Congrès juif québécois: un nouveau nom, un nouveau président

L'organisme représentant les quelque 93 000 Juifs québécois change de nom. «La communauté juive du Québec se voit comme québécoise», explique son nouveau président, le jeune avocat Adam Atlas.

Le Congrès juif canadien, région du Québec, deviendra officiellement le Congrès juif québécois (CJQ) à compter du 1er juillet. L'avocat montréalais Adam Atlas occupera alors la présidence de l'organisme, selon les informations obtenues par Le Devoir. Me Atlas remplacera le Dr Victor Goldbloom, arrivé au terme de son mandat de deux ans.

«Nous nous sommes dit qu'il était temps de couronner l'évolution des dernières années en portant un nom approprié, explique le président désigné, Adam Atlas, interviewé hier matin. La communauté juive du Québec se voit comme québécoise. Le gouvernement de Stephen Harper a reconnu officiellement la nation québécoise. La structure canadienne du Congrès juif a d'ailleurs donné son accord à ce changement de nom qui ne changera pas nos rapports fondamentaux.»

L'avocat de 37 ans sera le plus jeune président de la section québécoise de l'organisme canadien fondé en 1919. «J'ai de grands souliers à chausser, commente le président désigné, en parlant de son prédécesseur, ex-ministre et ex-commissaire aux langues officielles. Le Dr Goldbloom était probablement la personne la plus connue de la communauté et, moi, je suis probablement le candidat potentiel le moins connu.»

Éduqué religieusement au temple réformé Emanu-El-Beth Sholom de Westmount, diplômé de l'Université McGill en sciences politiques et en droit, il a fondé en 2003 son propre cabinet, spécialisé en droit commercial. Le militant raconte s'être engagé dans les affaires de sa communauté pendant ses années d'études au collège Marianopolis, il y a deux décennies.
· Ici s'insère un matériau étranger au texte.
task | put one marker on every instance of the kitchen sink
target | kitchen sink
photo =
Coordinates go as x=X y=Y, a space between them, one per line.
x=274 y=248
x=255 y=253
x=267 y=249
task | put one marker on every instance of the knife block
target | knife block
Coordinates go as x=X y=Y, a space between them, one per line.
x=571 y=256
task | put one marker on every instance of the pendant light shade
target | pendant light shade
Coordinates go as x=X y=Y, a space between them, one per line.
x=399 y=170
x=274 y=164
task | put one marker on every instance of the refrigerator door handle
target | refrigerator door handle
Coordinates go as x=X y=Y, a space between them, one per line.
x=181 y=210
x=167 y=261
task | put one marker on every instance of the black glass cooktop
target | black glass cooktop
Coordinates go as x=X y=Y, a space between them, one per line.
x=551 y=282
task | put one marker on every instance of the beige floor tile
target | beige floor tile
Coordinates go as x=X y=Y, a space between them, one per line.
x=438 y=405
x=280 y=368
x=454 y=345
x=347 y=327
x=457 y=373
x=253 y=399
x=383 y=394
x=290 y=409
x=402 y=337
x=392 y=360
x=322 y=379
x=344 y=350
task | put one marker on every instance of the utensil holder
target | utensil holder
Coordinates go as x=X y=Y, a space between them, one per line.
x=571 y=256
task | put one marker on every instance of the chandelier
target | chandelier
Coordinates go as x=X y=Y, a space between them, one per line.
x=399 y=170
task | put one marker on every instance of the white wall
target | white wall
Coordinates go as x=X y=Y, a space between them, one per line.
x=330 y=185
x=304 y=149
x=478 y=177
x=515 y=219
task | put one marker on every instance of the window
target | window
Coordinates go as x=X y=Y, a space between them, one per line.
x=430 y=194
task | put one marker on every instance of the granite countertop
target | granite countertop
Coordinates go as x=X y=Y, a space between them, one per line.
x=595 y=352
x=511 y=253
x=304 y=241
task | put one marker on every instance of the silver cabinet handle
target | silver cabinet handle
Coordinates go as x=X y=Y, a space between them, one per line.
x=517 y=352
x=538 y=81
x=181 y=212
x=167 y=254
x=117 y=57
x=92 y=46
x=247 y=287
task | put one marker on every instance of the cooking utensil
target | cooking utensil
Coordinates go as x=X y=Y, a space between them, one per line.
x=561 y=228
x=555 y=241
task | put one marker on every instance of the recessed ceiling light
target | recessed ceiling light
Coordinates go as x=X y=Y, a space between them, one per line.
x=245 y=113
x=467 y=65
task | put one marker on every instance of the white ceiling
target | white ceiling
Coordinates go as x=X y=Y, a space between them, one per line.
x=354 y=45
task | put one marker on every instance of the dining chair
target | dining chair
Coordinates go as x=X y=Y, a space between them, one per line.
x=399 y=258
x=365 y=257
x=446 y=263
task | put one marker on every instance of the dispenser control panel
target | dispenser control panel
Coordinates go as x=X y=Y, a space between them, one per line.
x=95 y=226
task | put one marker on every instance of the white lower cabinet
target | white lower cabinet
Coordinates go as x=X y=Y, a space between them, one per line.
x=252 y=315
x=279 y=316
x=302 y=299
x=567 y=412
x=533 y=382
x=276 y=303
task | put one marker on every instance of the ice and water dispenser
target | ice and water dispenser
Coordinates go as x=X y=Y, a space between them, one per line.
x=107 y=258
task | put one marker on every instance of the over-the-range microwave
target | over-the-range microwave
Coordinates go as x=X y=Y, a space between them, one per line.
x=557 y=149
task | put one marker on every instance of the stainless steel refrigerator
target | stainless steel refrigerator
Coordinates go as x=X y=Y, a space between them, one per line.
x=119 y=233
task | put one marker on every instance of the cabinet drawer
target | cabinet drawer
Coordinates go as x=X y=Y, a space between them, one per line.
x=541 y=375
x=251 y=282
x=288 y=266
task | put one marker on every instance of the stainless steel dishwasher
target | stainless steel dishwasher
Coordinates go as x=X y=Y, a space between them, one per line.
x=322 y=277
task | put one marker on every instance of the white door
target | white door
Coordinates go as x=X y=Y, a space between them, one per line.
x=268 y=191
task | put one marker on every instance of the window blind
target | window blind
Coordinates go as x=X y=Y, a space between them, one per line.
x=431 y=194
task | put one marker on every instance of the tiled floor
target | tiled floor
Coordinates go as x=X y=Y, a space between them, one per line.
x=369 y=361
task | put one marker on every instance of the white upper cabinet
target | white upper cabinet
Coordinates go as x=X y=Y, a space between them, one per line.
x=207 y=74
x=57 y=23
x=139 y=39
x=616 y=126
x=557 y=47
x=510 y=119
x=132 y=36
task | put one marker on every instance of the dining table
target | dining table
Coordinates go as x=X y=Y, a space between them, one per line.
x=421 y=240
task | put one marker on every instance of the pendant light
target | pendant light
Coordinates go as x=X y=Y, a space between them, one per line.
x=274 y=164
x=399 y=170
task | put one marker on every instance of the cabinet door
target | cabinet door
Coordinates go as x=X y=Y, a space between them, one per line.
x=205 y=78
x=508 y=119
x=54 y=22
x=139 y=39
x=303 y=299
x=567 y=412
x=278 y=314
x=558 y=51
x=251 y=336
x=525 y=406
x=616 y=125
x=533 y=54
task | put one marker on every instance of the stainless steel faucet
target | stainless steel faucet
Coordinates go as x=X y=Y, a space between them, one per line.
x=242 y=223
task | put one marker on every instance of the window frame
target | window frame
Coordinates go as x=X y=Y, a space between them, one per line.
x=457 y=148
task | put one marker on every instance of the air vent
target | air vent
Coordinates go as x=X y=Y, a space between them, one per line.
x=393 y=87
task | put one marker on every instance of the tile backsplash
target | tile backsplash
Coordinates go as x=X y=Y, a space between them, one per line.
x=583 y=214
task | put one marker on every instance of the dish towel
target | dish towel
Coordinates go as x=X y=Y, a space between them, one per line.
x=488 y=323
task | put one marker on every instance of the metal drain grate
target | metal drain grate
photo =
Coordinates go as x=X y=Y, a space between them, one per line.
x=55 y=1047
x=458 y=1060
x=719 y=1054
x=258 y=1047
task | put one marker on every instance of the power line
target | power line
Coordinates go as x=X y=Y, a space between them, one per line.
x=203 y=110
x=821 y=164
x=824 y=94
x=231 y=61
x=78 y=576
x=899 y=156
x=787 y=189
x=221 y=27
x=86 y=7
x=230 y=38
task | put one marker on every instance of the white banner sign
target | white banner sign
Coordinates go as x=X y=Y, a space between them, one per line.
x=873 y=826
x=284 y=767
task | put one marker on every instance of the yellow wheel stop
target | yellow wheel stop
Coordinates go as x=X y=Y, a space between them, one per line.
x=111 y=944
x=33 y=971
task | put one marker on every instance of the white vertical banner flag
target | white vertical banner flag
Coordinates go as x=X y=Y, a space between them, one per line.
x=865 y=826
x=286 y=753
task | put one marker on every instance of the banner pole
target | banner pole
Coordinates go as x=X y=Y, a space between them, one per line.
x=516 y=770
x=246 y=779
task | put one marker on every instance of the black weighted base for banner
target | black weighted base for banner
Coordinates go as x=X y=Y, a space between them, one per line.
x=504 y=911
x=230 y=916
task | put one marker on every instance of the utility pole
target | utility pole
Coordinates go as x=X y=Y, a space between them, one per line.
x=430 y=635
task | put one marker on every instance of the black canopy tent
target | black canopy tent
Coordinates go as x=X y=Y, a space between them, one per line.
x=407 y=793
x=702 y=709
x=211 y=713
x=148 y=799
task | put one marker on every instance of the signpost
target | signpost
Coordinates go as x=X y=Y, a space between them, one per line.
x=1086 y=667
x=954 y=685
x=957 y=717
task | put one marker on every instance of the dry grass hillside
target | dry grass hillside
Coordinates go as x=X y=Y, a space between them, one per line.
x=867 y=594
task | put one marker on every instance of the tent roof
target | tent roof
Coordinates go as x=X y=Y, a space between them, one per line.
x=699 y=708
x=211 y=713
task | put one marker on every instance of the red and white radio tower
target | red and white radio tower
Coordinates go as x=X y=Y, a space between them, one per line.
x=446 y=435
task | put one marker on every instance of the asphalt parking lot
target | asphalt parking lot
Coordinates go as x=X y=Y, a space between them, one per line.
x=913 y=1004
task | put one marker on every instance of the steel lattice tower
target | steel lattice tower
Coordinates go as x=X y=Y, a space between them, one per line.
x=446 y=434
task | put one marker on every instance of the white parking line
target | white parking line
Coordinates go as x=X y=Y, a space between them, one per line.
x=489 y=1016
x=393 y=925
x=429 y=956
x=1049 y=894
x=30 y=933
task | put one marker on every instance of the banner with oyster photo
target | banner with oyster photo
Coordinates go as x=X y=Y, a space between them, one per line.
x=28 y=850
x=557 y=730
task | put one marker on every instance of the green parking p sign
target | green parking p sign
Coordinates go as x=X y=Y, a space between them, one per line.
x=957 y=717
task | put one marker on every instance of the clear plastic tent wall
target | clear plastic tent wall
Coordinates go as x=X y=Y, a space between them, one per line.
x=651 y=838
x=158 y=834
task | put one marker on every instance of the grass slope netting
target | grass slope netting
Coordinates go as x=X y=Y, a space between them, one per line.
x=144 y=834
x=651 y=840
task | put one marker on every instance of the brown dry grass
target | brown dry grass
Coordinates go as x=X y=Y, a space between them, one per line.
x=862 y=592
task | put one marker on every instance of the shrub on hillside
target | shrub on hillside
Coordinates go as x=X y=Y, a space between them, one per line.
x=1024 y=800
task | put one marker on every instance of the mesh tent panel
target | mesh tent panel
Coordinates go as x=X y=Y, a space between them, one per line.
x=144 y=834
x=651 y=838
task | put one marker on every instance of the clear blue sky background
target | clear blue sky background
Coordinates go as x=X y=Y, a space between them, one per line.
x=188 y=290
«Les élèves juifs avaient érigé un soukka sur la pelouse du collège, dit Me Atlas. L'abri rituel a été vandalisé avec des croix gammées. C'était très choquant et j'ai alors commencé à m'impliquer dans les organismes juifs.»

Adam Atlas fait de la lutte contre l'antisémitisme une priorité de son mandat. Il précise que les actes antisémites ont tendance à augmenter ailleurs au Canada, mais à diminuer au Québec. «Nous aimons croire que la société québécoise devient de plus en plus tolérante», commente le président.

Le deuxième axe de son mandat vise à «continuer le rapprochement» entre sa communauté et les autres, dont la majorité québécoise francophone. Neuf Juifs québécois sur dix sont nés ou vivent au Québec depuis plus de 25 ans. Présente ici depuis plus de 250 ans, cette communauté compte maintenant environ 93 000 membres, essentiellement regroupés dans la grande région métropolitaine.

Elle y a développé des institutions fortes, des écoles, des temples, des organismes culturels et communautaires, un grand hôpital.

«Les juifs sont toujours en minorités dans les pays du monde, sauf en Israël, commente le président. Les persécutions nous ont aussi donné le réflexe de nous organiser pour nous protéger. Mais je crois aussi que les Juifs québécois d'aujourd'hui ne se voient pas tant que ça comme une minorité. Ils se voient comme des Québécois comme les autres.»

Le quart d'entre eux ont le français comme langue maternelle. «La norme, c'est d'être bilingue, résume Me Atlas dans son français impeccable. Les gens mal à l'aise avec la vie en français à Montréal sont partis.» À peine 15 % des Juifs québécois se rattachent à la communauté hassidique.

Montréal rassemble aussi le plus grand nombre de survivants de la Shoah en dehors d'Israël. Près d'un membre sur cinq vit sous le seuil de la pauvreté et le quart des enfants se trouvent dans cette pénible situation socioéconomique.